Wie stellt Tolkien Unsterblichkeit und Vergänglichkeit dar? Menschen sind bedrückend kurzlebig und gehen gut katholisch davon aus, dass sie eines
Tages auferstehen und dann vielleicht ewig leben, aber sie wissen nichts Genaues und Gewisses darüber. Elben sterben normalerweise nicht, können aber
getötet werden (man stelle sich die Anforderungen an kriegerischen Mut unter solchen Bedingungen vor!), aus Fernweh diese Welt Richtung Valinor verlassen
oder aus Überdruss am Dasein dahinsiechen. Ihre Form der Unsterblichkeit, eine pragmatische (wenn man so will), entspricht aber im Allgemeinen haargenau
dem wirklichen Lebendigen: Sie sind an ihre reale Welt gebunden, und mit ihr sterben sie gewiss (mit unserer Erde sterben sogar die Bazillen).

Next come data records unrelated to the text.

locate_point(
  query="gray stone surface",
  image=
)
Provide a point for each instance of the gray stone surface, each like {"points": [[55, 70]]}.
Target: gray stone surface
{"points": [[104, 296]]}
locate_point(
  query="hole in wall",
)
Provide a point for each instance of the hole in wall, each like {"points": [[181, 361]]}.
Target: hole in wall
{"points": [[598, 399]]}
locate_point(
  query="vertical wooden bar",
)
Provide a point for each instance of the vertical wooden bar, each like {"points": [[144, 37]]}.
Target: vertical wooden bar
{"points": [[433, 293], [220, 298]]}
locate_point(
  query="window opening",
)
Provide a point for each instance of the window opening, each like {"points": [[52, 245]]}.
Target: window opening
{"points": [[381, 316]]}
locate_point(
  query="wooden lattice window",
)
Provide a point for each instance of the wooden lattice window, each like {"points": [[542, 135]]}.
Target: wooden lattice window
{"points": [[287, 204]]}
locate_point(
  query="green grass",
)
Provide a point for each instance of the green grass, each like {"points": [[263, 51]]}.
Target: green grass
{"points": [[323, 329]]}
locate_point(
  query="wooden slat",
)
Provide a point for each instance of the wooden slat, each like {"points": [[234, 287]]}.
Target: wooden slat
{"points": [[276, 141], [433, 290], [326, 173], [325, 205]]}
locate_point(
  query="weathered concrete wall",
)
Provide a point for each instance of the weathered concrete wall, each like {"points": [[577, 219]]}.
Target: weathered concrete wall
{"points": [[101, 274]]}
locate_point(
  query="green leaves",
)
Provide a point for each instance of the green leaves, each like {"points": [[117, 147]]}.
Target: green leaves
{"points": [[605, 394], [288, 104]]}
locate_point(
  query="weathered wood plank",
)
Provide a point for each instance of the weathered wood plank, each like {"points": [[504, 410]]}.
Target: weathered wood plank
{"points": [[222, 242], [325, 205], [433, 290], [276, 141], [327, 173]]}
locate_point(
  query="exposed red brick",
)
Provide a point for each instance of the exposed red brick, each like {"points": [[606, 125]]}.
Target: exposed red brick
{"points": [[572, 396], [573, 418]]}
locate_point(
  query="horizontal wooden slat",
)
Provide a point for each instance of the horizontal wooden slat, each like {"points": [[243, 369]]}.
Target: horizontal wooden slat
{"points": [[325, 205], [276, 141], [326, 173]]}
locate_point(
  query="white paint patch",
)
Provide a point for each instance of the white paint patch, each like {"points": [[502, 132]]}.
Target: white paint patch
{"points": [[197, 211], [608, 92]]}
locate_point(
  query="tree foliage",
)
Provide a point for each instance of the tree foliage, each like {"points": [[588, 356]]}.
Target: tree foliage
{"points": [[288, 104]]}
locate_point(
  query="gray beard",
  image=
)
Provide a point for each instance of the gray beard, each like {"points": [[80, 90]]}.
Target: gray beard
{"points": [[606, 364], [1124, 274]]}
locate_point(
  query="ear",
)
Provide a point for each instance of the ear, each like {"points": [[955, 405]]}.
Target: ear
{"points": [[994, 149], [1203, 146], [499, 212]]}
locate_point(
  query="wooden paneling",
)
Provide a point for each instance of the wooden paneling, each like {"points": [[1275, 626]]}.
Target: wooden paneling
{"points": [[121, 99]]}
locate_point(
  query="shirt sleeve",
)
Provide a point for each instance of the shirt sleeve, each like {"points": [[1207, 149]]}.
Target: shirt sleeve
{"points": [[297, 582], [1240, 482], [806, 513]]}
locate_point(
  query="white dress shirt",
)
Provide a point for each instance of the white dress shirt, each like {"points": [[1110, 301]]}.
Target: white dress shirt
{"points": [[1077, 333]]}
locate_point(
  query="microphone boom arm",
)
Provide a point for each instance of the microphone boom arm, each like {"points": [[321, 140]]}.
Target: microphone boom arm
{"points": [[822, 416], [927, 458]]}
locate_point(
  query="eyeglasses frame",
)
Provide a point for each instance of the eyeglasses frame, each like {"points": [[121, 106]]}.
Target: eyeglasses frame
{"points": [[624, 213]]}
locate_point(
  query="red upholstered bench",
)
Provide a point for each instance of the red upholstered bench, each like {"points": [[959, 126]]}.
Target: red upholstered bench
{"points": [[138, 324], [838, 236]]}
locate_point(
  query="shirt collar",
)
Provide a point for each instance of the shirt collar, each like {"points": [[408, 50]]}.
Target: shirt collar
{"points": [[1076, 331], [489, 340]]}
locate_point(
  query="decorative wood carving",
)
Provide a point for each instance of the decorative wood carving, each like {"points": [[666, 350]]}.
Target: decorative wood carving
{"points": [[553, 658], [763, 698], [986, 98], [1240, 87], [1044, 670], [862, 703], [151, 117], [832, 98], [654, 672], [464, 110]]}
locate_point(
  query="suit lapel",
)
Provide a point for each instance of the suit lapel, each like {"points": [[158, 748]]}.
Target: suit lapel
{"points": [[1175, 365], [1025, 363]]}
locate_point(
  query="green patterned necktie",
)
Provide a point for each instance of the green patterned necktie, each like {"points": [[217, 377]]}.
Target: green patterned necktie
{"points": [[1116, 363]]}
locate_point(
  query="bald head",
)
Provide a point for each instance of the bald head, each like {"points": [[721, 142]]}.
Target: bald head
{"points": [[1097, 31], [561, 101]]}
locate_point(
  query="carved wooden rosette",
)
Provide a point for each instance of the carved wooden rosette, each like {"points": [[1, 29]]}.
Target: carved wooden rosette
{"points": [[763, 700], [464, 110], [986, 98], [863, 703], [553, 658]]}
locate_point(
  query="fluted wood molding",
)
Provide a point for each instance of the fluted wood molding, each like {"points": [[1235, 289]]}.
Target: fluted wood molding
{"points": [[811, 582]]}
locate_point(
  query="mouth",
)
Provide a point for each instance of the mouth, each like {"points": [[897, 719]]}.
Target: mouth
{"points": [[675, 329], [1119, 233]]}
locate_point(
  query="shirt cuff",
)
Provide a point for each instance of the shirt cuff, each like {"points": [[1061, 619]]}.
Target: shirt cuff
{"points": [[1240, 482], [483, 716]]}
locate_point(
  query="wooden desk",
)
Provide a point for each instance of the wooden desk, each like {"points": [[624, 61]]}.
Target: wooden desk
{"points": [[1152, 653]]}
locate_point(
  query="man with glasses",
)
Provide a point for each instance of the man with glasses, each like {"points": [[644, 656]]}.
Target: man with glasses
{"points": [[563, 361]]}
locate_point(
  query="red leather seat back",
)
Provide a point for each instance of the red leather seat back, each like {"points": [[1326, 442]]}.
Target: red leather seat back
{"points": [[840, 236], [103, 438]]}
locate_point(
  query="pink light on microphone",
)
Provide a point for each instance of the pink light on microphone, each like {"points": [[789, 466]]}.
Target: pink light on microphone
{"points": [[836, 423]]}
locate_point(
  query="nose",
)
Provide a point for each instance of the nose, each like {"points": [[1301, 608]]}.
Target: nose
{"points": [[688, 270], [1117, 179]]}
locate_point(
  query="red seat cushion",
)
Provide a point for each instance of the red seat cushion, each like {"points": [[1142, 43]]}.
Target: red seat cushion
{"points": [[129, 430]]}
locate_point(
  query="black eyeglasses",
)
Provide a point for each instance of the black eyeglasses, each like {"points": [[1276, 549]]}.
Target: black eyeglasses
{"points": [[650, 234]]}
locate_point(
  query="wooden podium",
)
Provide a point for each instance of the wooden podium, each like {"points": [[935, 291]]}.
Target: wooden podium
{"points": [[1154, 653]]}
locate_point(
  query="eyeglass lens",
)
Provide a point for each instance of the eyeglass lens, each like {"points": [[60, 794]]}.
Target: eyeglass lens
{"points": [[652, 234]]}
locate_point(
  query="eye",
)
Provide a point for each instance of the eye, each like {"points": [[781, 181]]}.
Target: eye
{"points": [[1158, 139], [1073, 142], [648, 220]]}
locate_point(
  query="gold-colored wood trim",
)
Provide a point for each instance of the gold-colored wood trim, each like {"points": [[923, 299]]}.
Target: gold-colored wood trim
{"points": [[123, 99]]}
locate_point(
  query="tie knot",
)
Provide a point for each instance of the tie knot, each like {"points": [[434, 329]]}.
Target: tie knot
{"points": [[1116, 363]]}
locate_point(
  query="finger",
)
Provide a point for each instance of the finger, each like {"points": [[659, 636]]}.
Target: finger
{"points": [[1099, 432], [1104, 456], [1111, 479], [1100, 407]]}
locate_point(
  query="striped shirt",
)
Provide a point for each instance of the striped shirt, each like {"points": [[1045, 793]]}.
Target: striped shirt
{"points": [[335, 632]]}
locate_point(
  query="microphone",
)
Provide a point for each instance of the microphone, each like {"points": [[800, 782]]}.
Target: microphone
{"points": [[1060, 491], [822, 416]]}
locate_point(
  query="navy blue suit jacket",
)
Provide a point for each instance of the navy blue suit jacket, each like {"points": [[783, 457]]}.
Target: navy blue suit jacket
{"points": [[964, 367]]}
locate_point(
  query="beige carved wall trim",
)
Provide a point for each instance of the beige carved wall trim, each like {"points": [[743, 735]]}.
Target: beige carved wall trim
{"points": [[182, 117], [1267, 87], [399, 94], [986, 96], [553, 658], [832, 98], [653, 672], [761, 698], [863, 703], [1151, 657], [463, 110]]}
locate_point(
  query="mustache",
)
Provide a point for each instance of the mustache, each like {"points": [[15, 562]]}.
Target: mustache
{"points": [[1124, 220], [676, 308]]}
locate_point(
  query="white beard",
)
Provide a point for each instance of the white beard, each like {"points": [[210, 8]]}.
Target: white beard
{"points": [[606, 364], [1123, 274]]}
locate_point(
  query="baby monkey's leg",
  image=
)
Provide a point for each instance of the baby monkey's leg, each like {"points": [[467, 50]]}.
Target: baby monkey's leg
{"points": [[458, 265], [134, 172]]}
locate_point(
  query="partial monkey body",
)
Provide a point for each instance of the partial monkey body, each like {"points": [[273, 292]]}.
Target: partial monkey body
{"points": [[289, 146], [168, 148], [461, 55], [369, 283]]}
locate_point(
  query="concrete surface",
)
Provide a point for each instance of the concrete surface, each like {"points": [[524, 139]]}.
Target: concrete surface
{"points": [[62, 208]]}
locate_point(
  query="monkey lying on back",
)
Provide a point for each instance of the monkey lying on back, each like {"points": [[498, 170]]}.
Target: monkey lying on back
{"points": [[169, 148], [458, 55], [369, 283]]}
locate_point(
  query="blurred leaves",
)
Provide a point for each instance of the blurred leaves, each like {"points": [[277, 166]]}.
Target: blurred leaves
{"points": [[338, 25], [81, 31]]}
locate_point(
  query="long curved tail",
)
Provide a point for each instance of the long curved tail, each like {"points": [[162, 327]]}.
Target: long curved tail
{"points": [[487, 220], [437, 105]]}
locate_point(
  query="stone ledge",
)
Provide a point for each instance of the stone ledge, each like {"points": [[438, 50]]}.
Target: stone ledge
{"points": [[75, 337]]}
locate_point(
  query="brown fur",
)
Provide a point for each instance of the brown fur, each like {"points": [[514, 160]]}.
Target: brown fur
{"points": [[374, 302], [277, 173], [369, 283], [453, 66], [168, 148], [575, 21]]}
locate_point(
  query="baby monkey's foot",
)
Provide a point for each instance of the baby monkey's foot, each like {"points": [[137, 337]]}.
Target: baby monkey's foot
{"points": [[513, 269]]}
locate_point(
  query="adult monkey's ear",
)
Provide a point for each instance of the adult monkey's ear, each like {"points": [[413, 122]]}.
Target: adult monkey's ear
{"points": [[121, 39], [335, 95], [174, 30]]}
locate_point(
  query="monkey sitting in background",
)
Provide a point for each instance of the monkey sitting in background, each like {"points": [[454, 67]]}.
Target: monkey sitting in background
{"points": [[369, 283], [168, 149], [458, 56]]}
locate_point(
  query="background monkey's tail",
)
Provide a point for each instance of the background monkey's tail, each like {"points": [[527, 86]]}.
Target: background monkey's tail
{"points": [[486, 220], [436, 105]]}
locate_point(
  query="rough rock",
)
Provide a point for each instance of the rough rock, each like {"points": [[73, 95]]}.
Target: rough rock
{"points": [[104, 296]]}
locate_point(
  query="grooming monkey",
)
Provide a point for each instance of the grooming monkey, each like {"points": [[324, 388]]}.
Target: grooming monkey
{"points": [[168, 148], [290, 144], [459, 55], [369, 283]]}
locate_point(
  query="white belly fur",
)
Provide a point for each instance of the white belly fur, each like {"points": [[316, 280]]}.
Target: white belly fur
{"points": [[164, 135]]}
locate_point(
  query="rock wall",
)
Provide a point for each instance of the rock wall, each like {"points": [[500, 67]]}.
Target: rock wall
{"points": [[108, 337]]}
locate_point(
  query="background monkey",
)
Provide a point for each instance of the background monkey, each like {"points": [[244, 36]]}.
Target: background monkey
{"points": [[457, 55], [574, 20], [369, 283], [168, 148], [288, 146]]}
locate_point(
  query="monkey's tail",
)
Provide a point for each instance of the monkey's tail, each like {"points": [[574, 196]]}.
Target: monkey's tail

Außerhalb des Herrn der Ringe schildert Tolkien das Leiden der Elbin Arwen, die
Menschenschicksal gewählt hat, dem König Aragorn alias Elessar (Elbenstein) zuliebe, dem menschlichen Übermenschen par excellence. Der ist
ziemlich langlebig, doch stirbt er schließlich, wobei es ihm gegeben ist, sich hinzulegen und friedlich zu entschlafen, wann es ihm passt, um dem Altern und der
Vergreisung zu entgehen. Die knappe Schilderung der Bitternis Arwens am puren Verlust des Geliebten und am puren, in unbekannter naher Zukunft liegenden
eigenen Ableben ist gerade deshalb gelungen, weil jede Zutat fehlt: Immerhin war das Leben beider sehr lange, ohne Fehl und Tadel, strahlend.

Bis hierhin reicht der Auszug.